I didn't manage to place the crisis, though clearly there was one. "What
about it?" I said.
"Have you forgotten, Val? The electrician's here. Mr. Jerome. He has to
get into Dina's room."
"Well, tell her to come out."
Sheila sighed in exasperation. "There is now no further
competition for the silliest suggestion of the month."
"Well, I suppose you did tell her. Tell her again. Make her come out."
"Break the door down?"
I was exasperated too. "If you have to."
"A great heavy teak door? With my own fair hands? Hardly, Val. Mr. Jerome
would have to do it. And then -- "
"Yes, yes, I know." And then it would be all over town that Dina Mathers
had tantrums and locked herself in and doors had to be burst open. "What
did she say," I asked, "when you told her to come out?"
"She said," Sheila said evenly, "that she was scared of the fairies."
"The what?"
"You heard.
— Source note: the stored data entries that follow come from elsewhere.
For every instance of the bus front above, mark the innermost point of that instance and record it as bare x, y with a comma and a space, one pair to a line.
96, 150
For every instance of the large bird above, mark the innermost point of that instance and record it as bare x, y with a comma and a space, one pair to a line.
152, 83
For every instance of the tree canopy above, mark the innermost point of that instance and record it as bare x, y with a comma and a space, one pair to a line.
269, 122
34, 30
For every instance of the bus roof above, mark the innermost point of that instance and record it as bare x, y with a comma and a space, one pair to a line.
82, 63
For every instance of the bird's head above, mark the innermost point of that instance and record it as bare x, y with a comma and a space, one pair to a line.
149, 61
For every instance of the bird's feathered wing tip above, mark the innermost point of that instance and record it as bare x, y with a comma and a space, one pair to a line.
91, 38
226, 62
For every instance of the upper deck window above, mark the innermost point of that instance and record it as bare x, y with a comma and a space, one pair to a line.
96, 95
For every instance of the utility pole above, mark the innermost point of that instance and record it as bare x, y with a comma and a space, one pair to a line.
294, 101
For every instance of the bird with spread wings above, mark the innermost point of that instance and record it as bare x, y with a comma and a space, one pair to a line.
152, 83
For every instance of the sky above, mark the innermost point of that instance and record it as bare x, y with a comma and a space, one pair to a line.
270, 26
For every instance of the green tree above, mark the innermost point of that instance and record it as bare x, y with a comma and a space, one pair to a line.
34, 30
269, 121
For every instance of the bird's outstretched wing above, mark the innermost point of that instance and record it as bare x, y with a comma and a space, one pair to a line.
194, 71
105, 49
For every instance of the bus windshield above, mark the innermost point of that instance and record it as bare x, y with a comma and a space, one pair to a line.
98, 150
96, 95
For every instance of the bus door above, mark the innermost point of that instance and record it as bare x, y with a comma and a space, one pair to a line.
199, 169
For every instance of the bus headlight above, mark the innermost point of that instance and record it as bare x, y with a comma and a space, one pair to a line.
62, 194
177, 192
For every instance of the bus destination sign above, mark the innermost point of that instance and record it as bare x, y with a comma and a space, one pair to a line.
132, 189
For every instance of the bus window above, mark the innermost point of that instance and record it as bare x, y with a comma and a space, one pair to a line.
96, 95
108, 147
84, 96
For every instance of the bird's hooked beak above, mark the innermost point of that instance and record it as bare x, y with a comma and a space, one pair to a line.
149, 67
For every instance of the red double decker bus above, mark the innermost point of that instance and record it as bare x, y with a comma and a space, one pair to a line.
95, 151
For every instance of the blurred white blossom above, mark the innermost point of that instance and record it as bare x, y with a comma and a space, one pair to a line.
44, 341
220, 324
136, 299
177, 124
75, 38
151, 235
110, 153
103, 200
Last night she saw fairies at the bottom of the garden. So
she's staying in her room. They may be good fairies, but she isn't taking
any chances."
I didn't prolong the discussion. "All right," I said. "I'll come over."
Sheila and I got along no worse than most imperfect marital partnerships.
We might have got along a lot better -- Sheila certainly thought so --
but for Dina.
Dina was my kid sister, tiny, seventeen, as pretty as a picture and
sunny-tempered with everyone but Sheila. One reason why I cracked
down so hard on anyone who made fun of Tommy Hardcastle was because,
although Tommy and Dina couldn't be more different in every other way,
they had one thing in common . . .
I slipped out as quietly as I could, because it never does an office any
good when the boss goes out and everybody knows it isn't on business. I
took the car from the firm's car park and drove out past the Grammar
School . . .
. . . And stopped. A hundred or so boys between thirteen and fourteen,
all wearing blue shorts, filled the road.
The Grammar School was four hundred years old. The school field was a
hundred yards along the road, on the other side of it, and there was no
changing accommodation. So the kids changed at the school, crossed the
road to the field, and came back after sports.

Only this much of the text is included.